The hardest thing to accept, though, is the idea of a high civilization on a habitable Antarctica during a time when physically modern humans existed. But look, if sci-fi couldn't stretch the bounds of plausibility, it would stop being sci-fi. After all, time travel is impossible, as is faster-than-light travel, and we routinely accept both.

Co-author Jeff Rovin recently published Conversations with the Devil, in which the heroine, for whatever reason, conjures up the devil and chats with him. A lot. This makes me wonder if the Haitian religion in Vision of Fire grows out of Rovin's interest in religious contrarianism.

Between a warm Antarctica and voodoo metaphysics, I found myself keeping more distance from the story than I wanted, despite the adequate handling of geopolitics and the deft treatment of therapist-patient relationships.

Oddly, some of the amateur reviews of the book sound like petulant fans disappointed that it didn't deliver another great X-Files episode. They seem to have forgotten some key things:

1. Gillian Anderson didn't write The X-Files, so why should she be able to or even want to write an X-Files episode?

2. The X-Files was really cool because it was doing things TV shows hadn't done before. But I watched more than one episode that seemed to be just meaningless oogly-boo scary stuff that resolved into natural explanations like an episode of Scooby-Doo. And the overall explanation, when it emerged at all, was way lamer than what this book seems to offer.

3. The X-Files movie was a real disappointment. This book is better than that. So, die-hard X-Files fans, stop comparing. This is not a perfect book, but it's a pretty good one.

I listened to A Vision of Fire in part because Gillian Anderson narrates it herself. Unlike many actors, she's a superb audiobook reader. She understates the exciting bits (just as she did when acting the part of Scully), which makes them more exciting than when the narrator tries to juice it up with a hyper-excited reading.

I didn't regret the money or time I spent on this book. Yet I wasn't intrigued enough by the macro-story to be faunching to get the next installment. I don't expect the overall story to be any better than the X-Files Movie, the Matrix series, or Lost -- which is a low bar, since all of those macro-stories collapsed under their own weight.

I was impressed enough by the writing of this volume, however, that I want to at least give the next one a chance to be good on its own. Especially if Gillian Anderson keeps narrating them herself. In fact, I wish she'd narrate more books. But she seems to be chosen only to narrate books with an occult spin to them, as if her participation in The X-Files should define her forever.

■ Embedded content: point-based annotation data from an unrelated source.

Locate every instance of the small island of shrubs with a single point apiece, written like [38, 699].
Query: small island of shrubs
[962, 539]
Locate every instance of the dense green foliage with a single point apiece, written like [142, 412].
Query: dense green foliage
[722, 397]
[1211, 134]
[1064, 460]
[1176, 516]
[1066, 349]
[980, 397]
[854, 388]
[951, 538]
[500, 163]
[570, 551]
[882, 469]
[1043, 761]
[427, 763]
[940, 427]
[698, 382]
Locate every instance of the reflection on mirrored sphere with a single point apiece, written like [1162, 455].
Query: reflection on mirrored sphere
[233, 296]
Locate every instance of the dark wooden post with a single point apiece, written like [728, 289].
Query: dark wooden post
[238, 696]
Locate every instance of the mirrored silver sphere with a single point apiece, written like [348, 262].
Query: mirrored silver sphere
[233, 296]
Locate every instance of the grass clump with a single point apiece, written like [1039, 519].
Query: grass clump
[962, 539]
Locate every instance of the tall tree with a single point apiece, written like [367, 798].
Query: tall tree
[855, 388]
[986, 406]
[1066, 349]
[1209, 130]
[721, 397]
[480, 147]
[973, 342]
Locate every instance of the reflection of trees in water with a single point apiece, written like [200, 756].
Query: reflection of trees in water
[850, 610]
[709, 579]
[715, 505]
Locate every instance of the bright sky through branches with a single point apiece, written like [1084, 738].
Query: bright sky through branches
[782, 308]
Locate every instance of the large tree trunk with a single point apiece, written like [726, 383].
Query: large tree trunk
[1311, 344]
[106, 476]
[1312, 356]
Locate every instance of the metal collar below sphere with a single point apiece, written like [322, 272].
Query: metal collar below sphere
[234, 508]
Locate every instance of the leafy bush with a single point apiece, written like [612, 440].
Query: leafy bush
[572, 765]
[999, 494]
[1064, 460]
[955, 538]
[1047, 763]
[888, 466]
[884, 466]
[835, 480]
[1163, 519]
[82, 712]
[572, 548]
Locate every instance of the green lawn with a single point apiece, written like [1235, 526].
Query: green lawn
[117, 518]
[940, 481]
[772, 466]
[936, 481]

Her Miss Havisham in a production of Great Expectations was pretty wonderful; she shouldn't be forced to remain within the sci-fi orbit.

Then again, whatever keeps her working is a good thing. After all, I'm the guy who keeps writing books set in the Ender's Game universe, and can't escape from sci-fi and fantasy, even though my heart's in romantic comedy. But whatever lets you earn an honest living is a good thing, and there are a lot of actors who would love to be "trapped" like Gillian Anderson.

So ... is A Vision of Fire a great novel? No; nor do I expect it to be part of a great series.

But not everything has to be "great." "Good" is good enough. In fact, pretty good is often good enough. Not every movie has to win the Best Picture Oscar in order to be worth watching; not every sci-fi novel has to be Hugo-worthy to be worth reading.

I'm glad I read A Vision of Fire, and you may well feel the same way.